The music cuts away to let Julie Andrews show us the amazing desserts of Vienna.
Demel’s. We see mouth watering close-ups of desserts made with precision. Cakes coated with chocolate frostings that are folded around like the rich cloak one would wear to the Opera. Small round cakes have chocolate dribbled over them. Colorful sugar concoctions are folded around and around…then pressed into a mold that transforms into
An array of candies. So that’s how they are made!

Whipped cream and history. Violet candies made as they were for an empress. Rich fruited delights for a king. Layers of sweets and then glasses of champagne.

Then as the music plays we are treated to the rich spectacle of the beautiful dancer in her frothy red dress dancing on toe among the marble statues of the art collection. Perfection and art and dance marry. Dancing, dancing along. Later a flock of pink cotton candy ballerinas perform on point with their handsome dancers lifting them up high. We too are lifted up high and forget winter.

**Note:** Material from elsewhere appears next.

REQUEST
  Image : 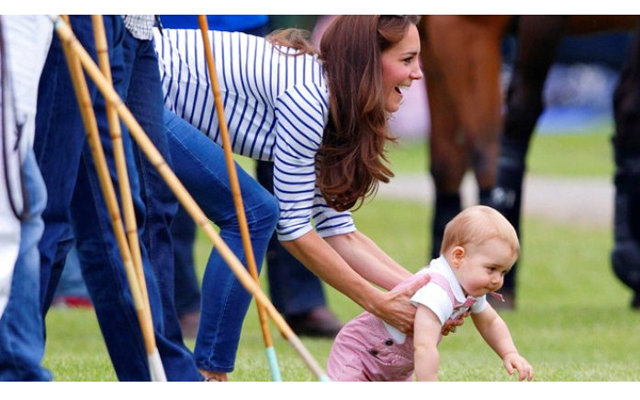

At last the Blue Danube is played with such depth and emotion. As the music swirls around us we take a visual journey down the Danube….watching its eddies and flows with aplomb…..watching…as it moves through the small towns of Austria that my mother pronounces with ease and the perfect German inflection.

***************
My dad leans over the table, his false teeth slightly ajar as he tells us in great detail how he packed fresh tomatoes in crates for 10 cents an hour. He was walking along somewhere in Jacksonville east Texas with his brother Dan carrying a Tom Swifty book in his hand. A man called out…”do you want a job?” and so he gave the book to his brother and started working. 10 hour days in the hot shed, packing tomatoes. All day long he watched to make sure the crates were packed just right. Finally he got paid. He looked in the envelope and saw three crisp new dollar bills. Three long days of work. My dad thought they were fake and started to cry…His mother told him they were new bills and that he had earned his weeks pay.

One story leads to another. He’s a Texan you know. He relates a tale of how our great grandfather lived in Tennessee. He had three huge bales of cotton that he wisely put in a dry cave. After the Civil War was over he sold those bales of cotton for a fortune and moved to Texas. He was the father of L. R. Futrell, my grandmother’s father.
So, I say to my father. I am sitting here listening to tell me this because of three bales of cotton that stayed dry in a cave, that did not mold?
And I tell you now, it’s all true and it all happened. My mother later heard beautiful music played on the radio as the Nazis took over Vienna in 1938. She and her brother have recently published a small memoir that describes that time and their subsequent lives. There’s a family photo of her in a white dress, hands at her side as everyone around her salutes the Nazis in a large public address.
My dad left the South and later spent time in Japan. Those stories fill him as well. My parents met in California and later moved here to the Minnesota tundra.
There I sit watching the Vienna Music program, holding onto the tales of my dad’s upbringing in East Texas and my mother’s upbringing in Vienna. I am the weaver of stories, the teller of tales. I am the listener, the spinner, the one who takes the raw material of these lives and spins it into a story for you. I sit here on the humble bench by the lowly fire listening and imagining. Letting memory fill in the story line between the tales I hear. Come reader, listener, vagabond of tales. Come, come sit down beside me here in the old stone cottage on an island far away. An island of memory so far away in time. I relate these fragments of stories to you. I am the teller of tales, the weaver of stories. That’s all I have are stories…
I use cotton thread to pass across the shuttle of tales today. As I weave these stories a Viennese waltz plays. I am here to tell you these stories because of three bales of cotton stored in a dry Tennessee cave. I am here because of three bales of cotton stored in a dry Tenneesee cave.